Since PKCη level is regulated by PKC and PI3K/PDK1 pathways that have been implicated in breast cancer [26-28], we compared PKCη level in non-tumorigenic MCF-10A cells and breast cancer cells. The level and activation status of PDK1 was increased in the progressive MCF-10A series [21] that includes spontaneously immortalized non-tumorigenic mammary epithelial MCF-10A cells, premalignant MCF-10AT cells, ductal carcinoma in situ (DCIS) and highly malignant MCF-10CA1d cells [20] . Figure 6A shows that PKCη is expressed only in malignant breast cancer cells but not in non-tumorigenic MCF-10A or premalignant MCF-10AT cells. The levels of other PKCs, such as PKCα, PKCδ, PKCε or PKCζ were not increased with the malignancy of the MCF-10A series. Similar to MCF-7 and T47D cells, both Gö 6983 and Ly294002 led to PKCη downregulation in CA1d cells (Fig. 6B).

Fig. 6.

Fig. 6

Open in a new tab

Comparison of PKCη levels in MCF10A series. A, Western blot analysis was performed with total cellular extracts from 10A, AT1, DCIS, CA1d and MCF-7 cells and probed with the indicated antibodies. B, CA1d cells were treated with or without 1 μM Gö 6983 or 25 μM Ly294002 for 16 h. Western blot analysis was performed with total cellular extracts using the indicated antibodies. Actin was used as a loading control.

To determine the functional significance of PKCη upregulation in breast cancer cells, we determined the consequence of PKCη depletion on the viability of breast cancer cells. Depletion of PKCη by siRNA (Fig. 7A) decreased MCF-7 cell survival in a long-term clonogenic assay (Figs. 7B & 7C). Knockdown of PKCη also inhibited the growth of both T47D (Fig. 7D) and DCIS (Fig. 7E) cells. These results suggest that PKCη contributes to the viability of breast cancer cells.

Fig. 7.

Fig. 7

Open in a new tab

Effect of PKCη on cell growth. A, MCF-7 cells were transfected with control non-targeting siRNA or PKCη siRNA and total cell extracts were used for Western blot analysis. Actin was used as a loading control. B, Clonogenic assay was performed with MCF-7 cells transfected with either control non-targeting siRNA or PKCη siRNA as described in the Materials and Methods. C, Quantification of the number of colonies as determined by the clonogenic assay. The results are representative of 3 independent experiments. *P < 0.05 using paired Student t test. D, MTT assay was performed with T47D cells transfected with control, non-targeting siRNA or PKCη siRNA as described under Materials and Methods. The results are representative of 3 independent experiments. **P < 0.01 using paired Student t test. E, MTT assay was performed with DCIS cells transfected with control non-targeting siRNA or PKCη siRNA as described under Materials and Methods.

4. Discussion

Because of the pivotal role of the PKC family members in signal transduction and cell regulation, there have been significant efforts in understanding their function and regulation. Among the novel PKCs, most of the studies thus far have been focused on PKCδ and -ε but little is known about the regulation of novel PKCη. Our results suggest that the regulation of PKCη is unique. We recently reported that persistent treatment with PKC activators induce upregulation of PKCη rather than downregulation which is seen with other phorbol ester-sensitive conventional and novel PKCs. In the present study, we show that downregulation of PKCη can be achieved via two distinct pathways. While inhibition of PKC induces PKCη downregulation via a proteasome-independent pathway, inhibition of PDK1 results in PKCη downregulation via a proteasome-dependent pathway. We also made a novel observation that PKCη is the only PKC isozyme which is upregulated in breast cancer cells compared to non-malignant cells and downregulation of PKCη inhibits breast cancer cell growth.

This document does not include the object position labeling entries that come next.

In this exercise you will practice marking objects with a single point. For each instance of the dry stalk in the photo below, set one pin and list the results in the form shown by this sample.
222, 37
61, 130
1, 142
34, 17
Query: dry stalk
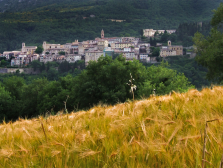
204, 145
44, 130
221, 164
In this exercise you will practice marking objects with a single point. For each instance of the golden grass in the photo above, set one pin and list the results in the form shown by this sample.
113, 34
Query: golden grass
164, 131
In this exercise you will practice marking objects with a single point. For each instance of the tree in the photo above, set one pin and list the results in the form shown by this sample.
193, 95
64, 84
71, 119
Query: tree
39, 50
209, 49
35, 64
155, 51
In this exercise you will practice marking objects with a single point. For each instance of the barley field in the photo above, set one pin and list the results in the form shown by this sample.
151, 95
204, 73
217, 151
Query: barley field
176, 130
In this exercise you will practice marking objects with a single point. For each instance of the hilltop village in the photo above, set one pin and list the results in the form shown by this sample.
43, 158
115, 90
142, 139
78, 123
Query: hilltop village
90, 50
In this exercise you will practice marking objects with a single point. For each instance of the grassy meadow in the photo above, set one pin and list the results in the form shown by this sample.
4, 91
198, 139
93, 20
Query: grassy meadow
161, 131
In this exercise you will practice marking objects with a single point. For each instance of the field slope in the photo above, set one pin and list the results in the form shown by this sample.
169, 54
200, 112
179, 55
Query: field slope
164, 131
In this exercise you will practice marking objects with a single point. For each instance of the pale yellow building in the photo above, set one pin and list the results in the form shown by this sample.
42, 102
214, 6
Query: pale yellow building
92, 56
123, 45
53, 48
171, 50
28, 49
151, 32
164, 52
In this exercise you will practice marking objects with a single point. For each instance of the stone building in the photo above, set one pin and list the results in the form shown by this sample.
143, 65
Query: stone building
171, 50
151, 32
52, 48
92, 56
28, 49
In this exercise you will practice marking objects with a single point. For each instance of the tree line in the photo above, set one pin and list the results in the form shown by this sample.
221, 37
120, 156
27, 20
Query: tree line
103, 82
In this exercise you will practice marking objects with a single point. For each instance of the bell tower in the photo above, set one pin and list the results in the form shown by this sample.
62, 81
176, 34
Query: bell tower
102, 34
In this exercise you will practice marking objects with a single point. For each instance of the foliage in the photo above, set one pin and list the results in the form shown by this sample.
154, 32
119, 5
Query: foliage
195, 73
103, 81
165, 131
155, 51
209, 49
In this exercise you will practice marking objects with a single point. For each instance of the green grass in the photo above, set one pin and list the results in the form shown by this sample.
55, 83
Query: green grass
164, 131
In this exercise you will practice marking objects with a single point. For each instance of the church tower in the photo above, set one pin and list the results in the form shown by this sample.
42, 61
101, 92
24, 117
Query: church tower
102, 34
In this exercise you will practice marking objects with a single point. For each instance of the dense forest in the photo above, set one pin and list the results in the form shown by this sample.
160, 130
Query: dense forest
102, 82
65, 21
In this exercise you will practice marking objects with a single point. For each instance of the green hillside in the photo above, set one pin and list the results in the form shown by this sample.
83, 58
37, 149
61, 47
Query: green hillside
63, 21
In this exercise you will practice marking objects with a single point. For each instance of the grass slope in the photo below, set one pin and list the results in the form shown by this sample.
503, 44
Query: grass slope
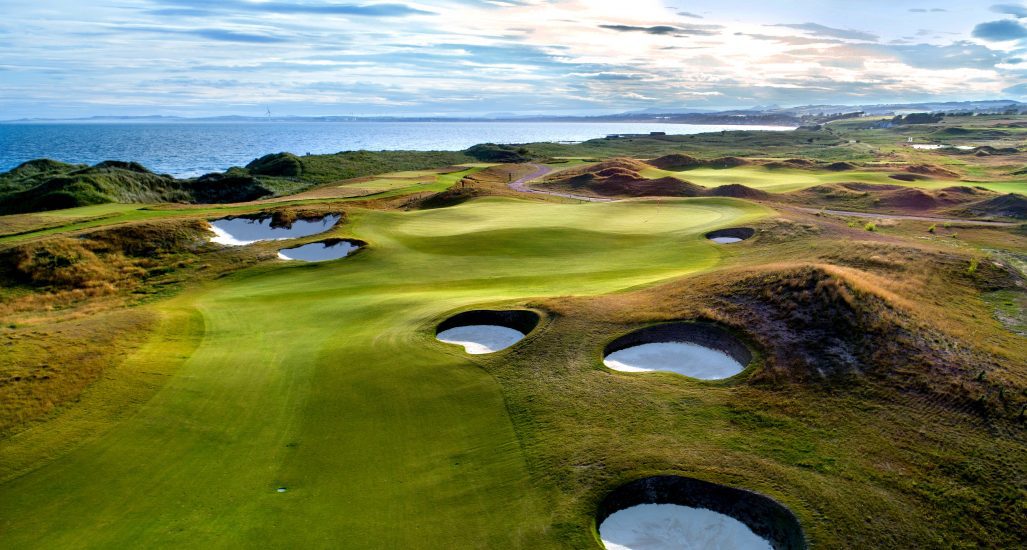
325, 379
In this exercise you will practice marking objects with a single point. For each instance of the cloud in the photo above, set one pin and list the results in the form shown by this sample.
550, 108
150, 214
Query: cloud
1019, 89
366, 56
221, 35
999, 31
661, 30
369, 10
1017, 10
822, 30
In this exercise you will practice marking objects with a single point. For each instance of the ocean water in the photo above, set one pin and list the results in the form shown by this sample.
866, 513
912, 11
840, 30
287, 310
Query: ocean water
187, 149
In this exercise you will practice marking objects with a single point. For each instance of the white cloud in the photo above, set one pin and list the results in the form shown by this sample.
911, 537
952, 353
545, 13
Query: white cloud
480, 56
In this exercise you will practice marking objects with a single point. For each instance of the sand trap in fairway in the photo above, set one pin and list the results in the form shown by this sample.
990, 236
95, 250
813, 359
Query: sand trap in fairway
688, 359
731, 235
670, 526
319, 251
241, 231
481, 339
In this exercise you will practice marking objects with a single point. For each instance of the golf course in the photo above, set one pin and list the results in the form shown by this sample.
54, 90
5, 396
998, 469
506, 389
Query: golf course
168, 384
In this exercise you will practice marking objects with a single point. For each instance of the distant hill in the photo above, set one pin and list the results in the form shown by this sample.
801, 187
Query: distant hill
48, 185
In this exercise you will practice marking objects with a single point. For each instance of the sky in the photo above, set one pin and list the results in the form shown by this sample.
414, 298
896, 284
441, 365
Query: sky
448, 57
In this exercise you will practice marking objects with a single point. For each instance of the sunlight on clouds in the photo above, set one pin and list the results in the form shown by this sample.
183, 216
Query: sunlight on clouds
379, 57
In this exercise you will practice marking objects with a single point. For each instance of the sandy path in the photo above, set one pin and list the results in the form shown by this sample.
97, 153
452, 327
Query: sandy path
540, 170
953, 221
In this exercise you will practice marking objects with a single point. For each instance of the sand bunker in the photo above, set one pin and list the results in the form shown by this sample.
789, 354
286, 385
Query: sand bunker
320, 251
483, 331
672, 512
670, 526
734, 234
240, 231
699, 351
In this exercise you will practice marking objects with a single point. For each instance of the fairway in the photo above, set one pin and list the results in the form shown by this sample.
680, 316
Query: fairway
326, 380
787, 180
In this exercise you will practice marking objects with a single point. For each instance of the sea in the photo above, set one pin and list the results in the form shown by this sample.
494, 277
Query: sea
189, 149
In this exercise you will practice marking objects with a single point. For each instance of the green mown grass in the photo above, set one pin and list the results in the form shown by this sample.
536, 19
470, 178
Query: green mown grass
786, 180
325, 379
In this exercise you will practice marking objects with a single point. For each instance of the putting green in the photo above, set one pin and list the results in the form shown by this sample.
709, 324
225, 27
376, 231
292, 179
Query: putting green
325, 379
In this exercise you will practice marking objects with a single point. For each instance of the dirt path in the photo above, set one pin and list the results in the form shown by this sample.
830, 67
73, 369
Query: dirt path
953, 221
541, 170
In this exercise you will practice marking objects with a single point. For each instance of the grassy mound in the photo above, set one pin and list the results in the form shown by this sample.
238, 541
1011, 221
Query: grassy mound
620, 178
794, 163
841, 166
932, 169
68, 186
676, 162
738, 191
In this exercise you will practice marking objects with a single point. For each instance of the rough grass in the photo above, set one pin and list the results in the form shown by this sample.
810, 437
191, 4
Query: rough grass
321, 367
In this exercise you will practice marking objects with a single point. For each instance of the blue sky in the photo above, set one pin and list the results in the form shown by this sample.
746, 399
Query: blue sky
193, 57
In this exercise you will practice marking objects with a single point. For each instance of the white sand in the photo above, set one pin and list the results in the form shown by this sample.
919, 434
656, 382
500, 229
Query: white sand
688, 359
318, 251
670, 526
241, 231
726, 240
481, 339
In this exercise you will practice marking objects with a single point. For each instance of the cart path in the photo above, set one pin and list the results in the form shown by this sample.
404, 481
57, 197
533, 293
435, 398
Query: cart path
540, 171
953, 221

PKCη has been implicated in both tumor promotion and tumor suppression. For example, PKCη expression was decreased in hepatocellular carcinoma [16], and PKCη deficiency enhanced susceptibility to tumor formation in a two-stage skin carcinogenesis model [12, 13]. Moreover, overexpression of PKCη induced differentiation in keratinocytes [17, 19]. In contrast, PKCη has been implicated in breast cancer [29], glioblastoma [15], lung cancer [14] and renal cell carcinoma [18]. In addition, overexpression of PKCη induced anchorage-independent growth in NIH3T3 cells [30] and provided proliferative advantage in astrocytic tumor cells [31]. The contrasting function of PKCη is not unique and several other PKC isoforms have been shown to exert opposite effects depending on the cell type [1, 9, 27, 32]. Thus, it is important to understand how PKCη is regulated in a particular cellular context in order to understand its function.

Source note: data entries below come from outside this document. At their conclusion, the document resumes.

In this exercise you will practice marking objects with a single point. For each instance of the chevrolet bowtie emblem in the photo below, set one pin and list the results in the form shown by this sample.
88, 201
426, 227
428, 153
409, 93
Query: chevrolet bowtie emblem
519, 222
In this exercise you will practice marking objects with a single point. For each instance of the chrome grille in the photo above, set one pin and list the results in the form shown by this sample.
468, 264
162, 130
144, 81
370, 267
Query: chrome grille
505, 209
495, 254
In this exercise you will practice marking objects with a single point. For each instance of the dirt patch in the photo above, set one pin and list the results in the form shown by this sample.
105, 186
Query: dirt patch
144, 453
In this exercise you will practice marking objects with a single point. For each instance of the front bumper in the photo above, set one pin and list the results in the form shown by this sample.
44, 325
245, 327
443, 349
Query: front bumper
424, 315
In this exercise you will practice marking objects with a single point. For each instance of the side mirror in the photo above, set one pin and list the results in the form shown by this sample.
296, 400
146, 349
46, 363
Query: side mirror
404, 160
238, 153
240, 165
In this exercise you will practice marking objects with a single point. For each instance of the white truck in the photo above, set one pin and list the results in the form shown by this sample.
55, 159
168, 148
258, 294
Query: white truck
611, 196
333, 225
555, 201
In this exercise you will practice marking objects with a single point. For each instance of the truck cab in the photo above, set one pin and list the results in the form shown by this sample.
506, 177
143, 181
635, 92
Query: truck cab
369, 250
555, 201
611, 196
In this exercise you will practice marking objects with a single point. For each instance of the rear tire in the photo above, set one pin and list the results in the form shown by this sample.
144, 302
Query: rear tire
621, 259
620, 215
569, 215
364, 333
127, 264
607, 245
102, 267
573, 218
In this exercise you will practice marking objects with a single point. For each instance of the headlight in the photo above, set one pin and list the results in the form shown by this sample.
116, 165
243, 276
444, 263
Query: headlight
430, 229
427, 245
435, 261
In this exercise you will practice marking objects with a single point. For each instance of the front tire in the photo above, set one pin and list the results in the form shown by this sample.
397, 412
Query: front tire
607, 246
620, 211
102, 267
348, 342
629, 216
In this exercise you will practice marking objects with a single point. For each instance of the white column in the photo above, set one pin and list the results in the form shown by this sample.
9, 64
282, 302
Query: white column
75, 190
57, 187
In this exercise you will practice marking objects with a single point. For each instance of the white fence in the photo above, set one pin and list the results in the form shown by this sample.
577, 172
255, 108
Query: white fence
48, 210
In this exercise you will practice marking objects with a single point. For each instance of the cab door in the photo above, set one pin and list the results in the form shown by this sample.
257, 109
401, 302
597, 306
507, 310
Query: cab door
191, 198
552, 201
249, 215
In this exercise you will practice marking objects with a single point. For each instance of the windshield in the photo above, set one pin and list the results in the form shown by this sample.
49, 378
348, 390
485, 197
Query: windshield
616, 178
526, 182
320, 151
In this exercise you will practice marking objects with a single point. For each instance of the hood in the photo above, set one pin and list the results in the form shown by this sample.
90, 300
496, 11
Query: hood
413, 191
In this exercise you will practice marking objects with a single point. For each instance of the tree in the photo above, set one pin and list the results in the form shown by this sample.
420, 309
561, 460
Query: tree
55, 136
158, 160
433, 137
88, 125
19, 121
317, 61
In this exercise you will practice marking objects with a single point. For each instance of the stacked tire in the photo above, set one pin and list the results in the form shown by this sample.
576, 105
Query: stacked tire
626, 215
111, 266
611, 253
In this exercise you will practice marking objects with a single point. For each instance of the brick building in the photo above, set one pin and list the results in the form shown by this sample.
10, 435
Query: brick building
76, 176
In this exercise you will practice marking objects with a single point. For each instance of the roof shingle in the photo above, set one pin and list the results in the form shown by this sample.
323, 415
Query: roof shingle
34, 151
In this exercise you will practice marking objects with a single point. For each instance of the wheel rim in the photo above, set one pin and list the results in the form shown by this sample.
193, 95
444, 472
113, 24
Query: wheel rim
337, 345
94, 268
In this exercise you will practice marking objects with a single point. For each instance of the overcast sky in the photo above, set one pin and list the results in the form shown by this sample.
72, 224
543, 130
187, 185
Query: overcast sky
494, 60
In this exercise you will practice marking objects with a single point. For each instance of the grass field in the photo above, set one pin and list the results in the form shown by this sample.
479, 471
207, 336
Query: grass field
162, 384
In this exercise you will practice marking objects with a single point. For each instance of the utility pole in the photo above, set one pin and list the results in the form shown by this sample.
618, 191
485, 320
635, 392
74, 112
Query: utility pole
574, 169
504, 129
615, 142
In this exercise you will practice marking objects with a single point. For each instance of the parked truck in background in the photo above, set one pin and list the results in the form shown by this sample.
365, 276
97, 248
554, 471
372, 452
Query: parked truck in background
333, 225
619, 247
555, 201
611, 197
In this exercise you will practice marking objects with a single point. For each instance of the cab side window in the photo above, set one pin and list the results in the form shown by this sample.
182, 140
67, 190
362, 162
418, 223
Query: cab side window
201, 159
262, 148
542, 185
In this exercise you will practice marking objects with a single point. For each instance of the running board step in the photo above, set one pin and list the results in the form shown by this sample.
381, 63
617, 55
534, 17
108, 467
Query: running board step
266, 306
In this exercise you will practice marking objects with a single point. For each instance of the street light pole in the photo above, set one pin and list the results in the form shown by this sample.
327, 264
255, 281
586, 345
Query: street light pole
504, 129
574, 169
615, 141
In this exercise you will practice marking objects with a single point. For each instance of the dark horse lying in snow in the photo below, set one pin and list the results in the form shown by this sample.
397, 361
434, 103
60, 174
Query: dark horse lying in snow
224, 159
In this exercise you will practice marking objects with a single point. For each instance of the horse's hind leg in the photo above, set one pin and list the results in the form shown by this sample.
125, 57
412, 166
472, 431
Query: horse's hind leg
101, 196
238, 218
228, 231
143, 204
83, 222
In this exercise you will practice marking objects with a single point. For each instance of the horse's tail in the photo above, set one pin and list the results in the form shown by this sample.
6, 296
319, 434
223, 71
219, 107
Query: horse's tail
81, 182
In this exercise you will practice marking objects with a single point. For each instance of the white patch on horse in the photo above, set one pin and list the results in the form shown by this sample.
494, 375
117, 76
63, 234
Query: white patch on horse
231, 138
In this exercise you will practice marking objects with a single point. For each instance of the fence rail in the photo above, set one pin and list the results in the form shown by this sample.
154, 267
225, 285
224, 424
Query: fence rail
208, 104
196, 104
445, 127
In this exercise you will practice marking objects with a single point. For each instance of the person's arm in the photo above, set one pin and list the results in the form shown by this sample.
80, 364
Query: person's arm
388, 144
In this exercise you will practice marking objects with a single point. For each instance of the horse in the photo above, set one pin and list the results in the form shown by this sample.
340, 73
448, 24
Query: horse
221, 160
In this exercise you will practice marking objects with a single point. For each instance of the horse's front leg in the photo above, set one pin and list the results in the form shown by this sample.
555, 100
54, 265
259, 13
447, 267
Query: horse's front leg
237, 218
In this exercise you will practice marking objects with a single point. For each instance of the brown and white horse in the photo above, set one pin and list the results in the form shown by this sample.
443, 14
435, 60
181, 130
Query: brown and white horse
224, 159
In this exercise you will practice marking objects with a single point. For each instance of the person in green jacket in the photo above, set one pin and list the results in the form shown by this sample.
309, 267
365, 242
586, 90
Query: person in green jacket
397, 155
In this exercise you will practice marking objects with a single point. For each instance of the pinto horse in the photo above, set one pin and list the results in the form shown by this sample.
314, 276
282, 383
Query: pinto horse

We recently reported that the regulation of PKCη in breast cancer cells is distinct from other PKC isozymes. While brief exposure to PKC activators, such as tumor-promoting phorbol esters leads to activation of conventional and novel PKCs, persistent treatment with these activators leads to their downregulation [1, 2]. We showed that prolonged treatment with several structurally and functionally distinct PKC activators caused upregulation rather than downregulation of PKCη and a general PKC inhibitor led to PKCη downregulation [11]. When we compared the effects of pharmacological inhibitors of several different kinases, we found that not only PKC inhibitors but also the PI3K inhibitor Ly294002 induced PKCη downregulation.

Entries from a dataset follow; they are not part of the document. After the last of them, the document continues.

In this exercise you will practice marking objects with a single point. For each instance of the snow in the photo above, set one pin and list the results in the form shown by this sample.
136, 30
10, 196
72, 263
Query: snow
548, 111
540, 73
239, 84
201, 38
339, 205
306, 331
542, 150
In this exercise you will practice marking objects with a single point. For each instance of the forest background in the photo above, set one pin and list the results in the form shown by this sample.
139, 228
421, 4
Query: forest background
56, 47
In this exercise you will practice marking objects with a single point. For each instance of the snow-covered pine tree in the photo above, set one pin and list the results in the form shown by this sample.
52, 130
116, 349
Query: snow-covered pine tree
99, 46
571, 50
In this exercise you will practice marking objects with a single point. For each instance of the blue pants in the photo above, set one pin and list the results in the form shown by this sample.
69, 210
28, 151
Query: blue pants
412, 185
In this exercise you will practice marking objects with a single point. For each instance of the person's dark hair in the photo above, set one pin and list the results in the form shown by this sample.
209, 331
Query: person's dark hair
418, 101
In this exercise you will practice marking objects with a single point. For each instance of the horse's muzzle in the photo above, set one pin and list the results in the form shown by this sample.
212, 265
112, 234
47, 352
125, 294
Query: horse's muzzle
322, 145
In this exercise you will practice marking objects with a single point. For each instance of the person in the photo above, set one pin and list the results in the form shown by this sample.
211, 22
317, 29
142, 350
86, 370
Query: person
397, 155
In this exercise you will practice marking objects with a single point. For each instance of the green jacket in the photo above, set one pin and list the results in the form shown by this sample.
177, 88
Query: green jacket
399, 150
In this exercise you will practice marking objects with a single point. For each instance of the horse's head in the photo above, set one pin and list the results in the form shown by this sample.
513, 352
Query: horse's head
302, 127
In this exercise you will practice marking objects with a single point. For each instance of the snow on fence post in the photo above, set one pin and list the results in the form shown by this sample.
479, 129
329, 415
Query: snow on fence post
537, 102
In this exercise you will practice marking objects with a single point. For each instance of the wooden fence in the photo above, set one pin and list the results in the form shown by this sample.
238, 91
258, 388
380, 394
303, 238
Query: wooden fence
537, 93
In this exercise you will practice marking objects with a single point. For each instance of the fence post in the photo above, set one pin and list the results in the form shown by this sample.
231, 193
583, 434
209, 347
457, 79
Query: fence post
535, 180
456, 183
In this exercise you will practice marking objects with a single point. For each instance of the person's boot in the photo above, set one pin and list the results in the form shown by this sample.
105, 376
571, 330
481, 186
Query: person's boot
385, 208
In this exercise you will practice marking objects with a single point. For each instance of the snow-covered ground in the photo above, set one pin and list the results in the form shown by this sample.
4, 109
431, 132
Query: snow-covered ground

PKCs are phosphorylated by autophosphorylation and transphosphorylation by other members of the PKC family as well as PDK1 [33-35]. We recently reported that transphosphorylation of PKCη by novel PKCs is responsible for its upregulation [11]. Since two different general PKC inhibitors bisindolylmaleimide and Gö 6983 induced PKCη downregulation whereas the conventional PKC inhibitor Gö 6976 had only a modest effect, it is likely that inhibition of PKCη phosphorylation by novel PKCε leads to its downregulation. Our observation that adenoviral delivery of PKCε increased PKCη level both in control and Gö 6983-treated cells supports this notion. We, however, found that overexpression of PKCε was unable to completely prevent Gö 6983-mediated downregulation of PKCη, presumably because Gö 6983 could inhibit PKCε in PKCε-overexpressing cells albeit to a lesser extent compared to endogenous PKCε.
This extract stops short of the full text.